La ristorazione sta riprendendo quota, con un aumento del 14% del 2022 sul 2019. “Non bisogna però confondere sostenibilità con certificazione - ha affermato Riccardo Uleri di Longino & Cardenal - il ristorante è attento alla sostenibilità, ma non dà grande valore alla certificazione, compresa quella bio. Occorre quindi fare un passo avanti anche nel marketing e nella comunicazione ed evidenziare che solo una minoranza degli ingredienti utilizzati nel ristorante è bio, significa affermare che la maggioranza non lo è. Rischierebbe di diventare un autogol”. Secondo una ricerca esclusiva firmata TheFork per “B/Open” su oltre 2.500 ristoratori e consumatori, l’86% dei ristoranti si è dichiarata attenta alla sostenibilità negli ultimi due anni.

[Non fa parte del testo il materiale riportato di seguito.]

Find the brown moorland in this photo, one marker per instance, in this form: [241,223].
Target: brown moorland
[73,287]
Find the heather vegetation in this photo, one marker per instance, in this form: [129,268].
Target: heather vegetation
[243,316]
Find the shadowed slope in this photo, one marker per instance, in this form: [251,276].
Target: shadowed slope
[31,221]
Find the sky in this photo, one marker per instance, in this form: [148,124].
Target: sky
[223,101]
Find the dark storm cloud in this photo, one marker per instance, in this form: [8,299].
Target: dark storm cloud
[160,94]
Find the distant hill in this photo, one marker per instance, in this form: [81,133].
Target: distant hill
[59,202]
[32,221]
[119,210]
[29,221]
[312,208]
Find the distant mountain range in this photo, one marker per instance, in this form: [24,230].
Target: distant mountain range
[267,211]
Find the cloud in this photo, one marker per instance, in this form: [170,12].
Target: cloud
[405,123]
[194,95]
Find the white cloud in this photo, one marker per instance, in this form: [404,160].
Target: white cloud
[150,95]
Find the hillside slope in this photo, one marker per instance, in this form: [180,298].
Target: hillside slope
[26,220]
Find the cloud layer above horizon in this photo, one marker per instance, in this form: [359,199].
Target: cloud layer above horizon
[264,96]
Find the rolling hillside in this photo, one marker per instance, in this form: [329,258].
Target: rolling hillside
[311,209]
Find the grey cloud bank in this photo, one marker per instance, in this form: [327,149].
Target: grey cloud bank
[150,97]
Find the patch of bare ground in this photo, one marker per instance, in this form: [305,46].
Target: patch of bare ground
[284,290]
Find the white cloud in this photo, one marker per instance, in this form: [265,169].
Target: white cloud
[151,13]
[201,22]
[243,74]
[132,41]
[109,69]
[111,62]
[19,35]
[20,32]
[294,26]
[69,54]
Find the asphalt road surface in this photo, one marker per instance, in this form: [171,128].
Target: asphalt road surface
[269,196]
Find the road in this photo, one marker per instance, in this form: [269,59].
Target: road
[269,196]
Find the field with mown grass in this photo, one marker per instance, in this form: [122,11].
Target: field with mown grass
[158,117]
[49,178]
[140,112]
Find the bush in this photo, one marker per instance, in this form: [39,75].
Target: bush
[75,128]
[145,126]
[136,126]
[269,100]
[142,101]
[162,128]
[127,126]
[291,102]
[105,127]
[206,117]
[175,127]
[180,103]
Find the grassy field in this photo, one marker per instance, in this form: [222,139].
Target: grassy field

“L’uso di materie prime di qualità, sostenibili e biologiche - ha affermato Valentina Quattro (TheFork) - è elemento fondante sia per il 46% dei ristoratori che utilizzano più del 20% dei prodotti bio, che, per l’83% dei consumatori, che danno grande importanza alla qualità bio e sostenibile delle materie prime nei piatti”. Ma perché scegliere la sostenibilità per il futuro della ristorazione? Per quasi un ristoratore su due è per motivi etici ma c’è anche chi, e sono il 40%, crede che la sostenibilità sia un’opportunità per risparmiare sui costi.